Progran ini dalam waktu dekat akan dijalankan, tepatnya mulai bulan Maret 2020 mendatang. Saat ini, sebanyak 1.000 rompi hitam telah selesai dijahit dan siap untuk dikenakan oleh ASN dan Perangkat Daerah (PD) yang berani bertindak nakal.

"Iya, rompinya sudah jadi. Bulan depan segera kita terapkan," kata Sutiaji.

Dijelaskannya, punishment dengan memakaikan rompi hitam ini selain sebagai penanda kinerja juga sebagai salah satu bentuk motivasi untuk meningkatkan kinerja ASN Pemkot Malang. Objek sasarannya seperti, ASN yang sering telat ngantor atau telat rapat.

Penggunaan dari rompi itu sendiri harus dikenakan dalam kurun waktu tertentu. Misalnya, mulai dari apel pagi atau upacara hingga aktivitas kerja harian. Sehingga ASN lain dapat mengetahui jenis hukuman yang diberikan tersebut.
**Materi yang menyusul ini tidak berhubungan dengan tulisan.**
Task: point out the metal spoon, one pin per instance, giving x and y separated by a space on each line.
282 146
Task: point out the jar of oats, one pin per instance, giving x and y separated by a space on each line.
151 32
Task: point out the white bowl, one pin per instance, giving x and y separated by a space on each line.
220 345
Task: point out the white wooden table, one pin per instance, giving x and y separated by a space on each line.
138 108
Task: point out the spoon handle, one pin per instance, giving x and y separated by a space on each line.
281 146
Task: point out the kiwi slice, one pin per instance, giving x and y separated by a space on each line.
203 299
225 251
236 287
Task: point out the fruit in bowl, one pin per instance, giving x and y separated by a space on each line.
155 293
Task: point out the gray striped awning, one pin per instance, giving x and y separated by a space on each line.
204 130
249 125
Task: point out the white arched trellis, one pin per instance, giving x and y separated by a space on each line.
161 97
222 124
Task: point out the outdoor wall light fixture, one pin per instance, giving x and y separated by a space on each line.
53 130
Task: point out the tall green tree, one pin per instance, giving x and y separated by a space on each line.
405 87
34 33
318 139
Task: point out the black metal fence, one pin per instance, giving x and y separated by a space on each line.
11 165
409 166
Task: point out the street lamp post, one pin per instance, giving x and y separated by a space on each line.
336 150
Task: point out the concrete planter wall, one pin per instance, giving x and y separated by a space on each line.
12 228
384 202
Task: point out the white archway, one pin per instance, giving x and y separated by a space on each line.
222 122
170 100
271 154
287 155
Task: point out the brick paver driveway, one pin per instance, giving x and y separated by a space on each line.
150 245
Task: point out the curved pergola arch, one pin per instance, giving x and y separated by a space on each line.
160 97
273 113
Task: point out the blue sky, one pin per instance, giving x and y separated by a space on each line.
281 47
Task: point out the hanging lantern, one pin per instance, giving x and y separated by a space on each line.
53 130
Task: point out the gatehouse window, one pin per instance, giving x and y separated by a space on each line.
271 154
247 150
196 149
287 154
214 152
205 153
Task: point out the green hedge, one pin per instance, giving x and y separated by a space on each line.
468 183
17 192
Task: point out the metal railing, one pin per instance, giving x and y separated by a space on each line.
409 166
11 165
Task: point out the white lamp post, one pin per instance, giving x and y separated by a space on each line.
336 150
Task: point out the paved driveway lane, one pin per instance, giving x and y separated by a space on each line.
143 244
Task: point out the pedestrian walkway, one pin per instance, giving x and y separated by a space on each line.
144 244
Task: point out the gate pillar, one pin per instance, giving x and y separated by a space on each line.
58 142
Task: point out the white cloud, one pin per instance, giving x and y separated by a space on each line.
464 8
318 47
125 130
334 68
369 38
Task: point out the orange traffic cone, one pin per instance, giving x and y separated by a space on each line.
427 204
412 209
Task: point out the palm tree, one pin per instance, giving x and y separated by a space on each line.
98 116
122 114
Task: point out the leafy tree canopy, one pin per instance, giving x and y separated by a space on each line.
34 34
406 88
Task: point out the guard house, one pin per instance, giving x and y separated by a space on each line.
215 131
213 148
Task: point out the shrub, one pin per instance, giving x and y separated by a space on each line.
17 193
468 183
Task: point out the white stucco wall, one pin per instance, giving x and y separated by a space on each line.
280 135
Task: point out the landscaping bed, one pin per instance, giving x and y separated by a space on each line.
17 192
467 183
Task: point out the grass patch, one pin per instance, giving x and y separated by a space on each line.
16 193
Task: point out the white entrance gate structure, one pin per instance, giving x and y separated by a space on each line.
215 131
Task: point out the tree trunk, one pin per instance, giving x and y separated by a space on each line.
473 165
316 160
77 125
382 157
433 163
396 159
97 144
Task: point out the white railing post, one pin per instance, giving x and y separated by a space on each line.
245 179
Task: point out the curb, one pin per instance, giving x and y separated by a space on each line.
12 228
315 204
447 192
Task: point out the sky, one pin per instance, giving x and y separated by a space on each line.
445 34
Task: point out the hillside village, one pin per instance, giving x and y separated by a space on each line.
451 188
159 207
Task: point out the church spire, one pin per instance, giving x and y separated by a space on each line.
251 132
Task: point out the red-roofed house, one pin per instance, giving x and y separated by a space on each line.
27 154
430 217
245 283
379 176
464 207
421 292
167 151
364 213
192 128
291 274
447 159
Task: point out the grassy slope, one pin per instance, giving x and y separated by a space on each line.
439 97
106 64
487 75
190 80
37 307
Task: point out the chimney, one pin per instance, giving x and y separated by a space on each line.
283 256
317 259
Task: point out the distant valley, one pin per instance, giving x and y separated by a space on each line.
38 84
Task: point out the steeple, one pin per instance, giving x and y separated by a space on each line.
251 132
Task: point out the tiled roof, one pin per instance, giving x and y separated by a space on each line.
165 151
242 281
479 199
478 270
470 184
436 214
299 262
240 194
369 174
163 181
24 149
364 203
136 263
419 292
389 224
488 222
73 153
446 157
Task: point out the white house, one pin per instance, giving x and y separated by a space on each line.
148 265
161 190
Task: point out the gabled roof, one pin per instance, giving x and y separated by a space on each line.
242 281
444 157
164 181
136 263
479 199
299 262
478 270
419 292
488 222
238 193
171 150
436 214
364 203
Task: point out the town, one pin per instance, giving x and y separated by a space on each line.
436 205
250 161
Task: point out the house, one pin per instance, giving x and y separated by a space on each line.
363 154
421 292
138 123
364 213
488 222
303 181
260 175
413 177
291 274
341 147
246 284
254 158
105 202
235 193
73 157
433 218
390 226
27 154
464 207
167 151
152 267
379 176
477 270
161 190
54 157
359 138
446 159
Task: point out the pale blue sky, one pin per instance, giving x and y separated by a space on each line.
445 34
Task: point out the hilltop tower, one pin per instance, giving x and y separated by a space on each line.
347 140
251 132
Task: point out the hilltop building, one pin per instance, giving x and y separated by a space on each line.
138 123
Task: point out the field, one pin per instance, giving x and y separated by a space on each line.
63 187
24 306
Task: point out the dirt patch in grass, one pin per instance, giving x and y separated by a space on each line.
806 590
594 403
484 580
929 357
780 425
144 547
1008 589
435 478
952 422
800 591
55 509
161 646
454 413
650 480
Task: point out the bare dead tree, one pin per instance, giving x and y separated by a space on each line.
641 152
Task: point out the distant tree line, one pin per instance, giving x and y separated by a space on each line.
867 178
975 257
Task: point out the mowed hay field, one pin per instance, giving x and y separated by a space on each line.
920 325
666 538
Bahkan, politisi Demokrat ini menyebut untuk penerapan rompi hitam ini juga akan diawasi dengan melibatkan petugas Satpol PP. Mereka akan mengawasi setiap ASN yang nakal saat memakai rompi tersebut di waktu bekerja.

"Nanti ada Satpol PP yang ikut mengawasi. Semisal ketika di ruangan itu punishmentnya harus pakai rompi selama jam kerja," ungkapnya.

Diberitakan sebelumnya, desain dari rompi hitam ini juga akan ada bubuhan tulisan motivasi. Yang mana, hal itu disesuaikan dengan hukuman ASN yang melanggar aturan. Seperti, kalimat 'serapan rendah' hingga kalimat 'datang terlambat'.